The court opinion detailed the failures of the SEC, charging that the commission ‘inconsistently and opportunistically framed the costs and benefits of the rule; failed adequately to quantify the certain costs or to explain why those costs could not be quantified; neglected to support its predictive judgments; contradicted itself; and failed to respond to substantial problems raised by commenters.’
The rule, enacted as a result of a provision under the Dodd-Frank Act, would have permitted any shareholder or group of shareholders owning at least 3 per cent of a public company’s voting stock for at least three years to include its own director nominees in the company proxy materials.

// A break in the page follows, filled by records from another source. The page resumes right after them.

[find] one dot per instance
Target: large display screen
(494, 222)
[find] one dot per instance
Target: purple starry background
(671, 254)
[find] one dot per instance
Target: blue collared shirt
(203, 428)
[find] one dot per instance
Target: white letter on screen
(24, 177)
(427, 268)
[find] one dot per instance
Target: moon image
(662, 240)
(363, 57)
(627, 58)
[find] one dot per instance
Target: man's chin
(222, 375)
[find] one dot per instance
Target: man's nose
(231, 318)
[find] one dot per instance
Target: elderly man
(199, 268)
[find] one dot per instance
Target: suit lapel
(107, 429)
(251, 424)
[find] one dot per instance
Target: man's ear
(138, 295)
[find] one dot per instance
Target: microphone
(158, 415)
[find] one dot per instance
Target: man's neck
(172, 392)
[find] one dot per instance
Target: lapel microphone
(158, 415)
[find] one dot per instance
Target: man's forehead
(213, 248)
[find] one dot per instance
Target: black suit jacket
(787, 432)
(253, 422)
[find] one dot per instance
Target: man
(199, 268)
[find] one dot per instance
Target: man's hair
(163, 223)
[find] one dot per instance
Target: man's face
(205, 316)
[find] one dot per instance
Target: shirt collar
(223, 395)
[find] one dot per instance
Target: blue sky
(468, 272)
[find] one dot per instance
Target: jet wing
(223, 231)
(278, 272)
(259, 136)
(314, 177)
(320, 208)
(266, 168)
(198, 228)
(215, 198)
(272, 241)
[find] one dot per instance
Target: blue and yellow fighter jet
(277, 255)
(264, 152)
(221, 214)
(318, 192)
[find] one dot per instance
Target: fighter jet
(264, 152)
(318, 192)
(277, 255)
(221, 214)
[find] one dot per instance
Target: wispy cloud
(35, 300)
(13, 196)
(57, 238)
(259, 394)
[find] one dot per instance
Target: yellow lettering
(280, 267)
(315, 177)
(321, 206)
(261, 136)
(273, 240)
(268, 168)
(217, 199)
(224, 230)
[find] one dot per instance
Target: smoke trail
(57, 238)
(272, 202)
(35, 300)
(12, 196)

The SEC had held off implementing the rule, pending the outcome of the lawsuit filed by the Business Roundtable and US Chamber of Commerce, which both opposed the change.
‘This is a big win for America’s job creators and investors,’ says Thomas Donohue, president and CEO of the US Chamber of Commerce, in a press statement. ‘We applaud the court’s decision to prevent special interest politics from being injected into the boardroom.’
Attorneys Kim Anderson and Tim Hearn, writing in the Dorsey & Whitney blog, speculate that the SEC could pursue the case before the circuit court, appeal the case directly to the Supreme Court or start over and address the cost-benefit issues raised by the circuit court.
If the SEC does start over, the bloggers say ‘it is highly unlikely a new rule will be in place in time for the 2012 proxy season.’ They say the SEC might also ‘simply decide to abandon the Rule 14a-11 initiative.’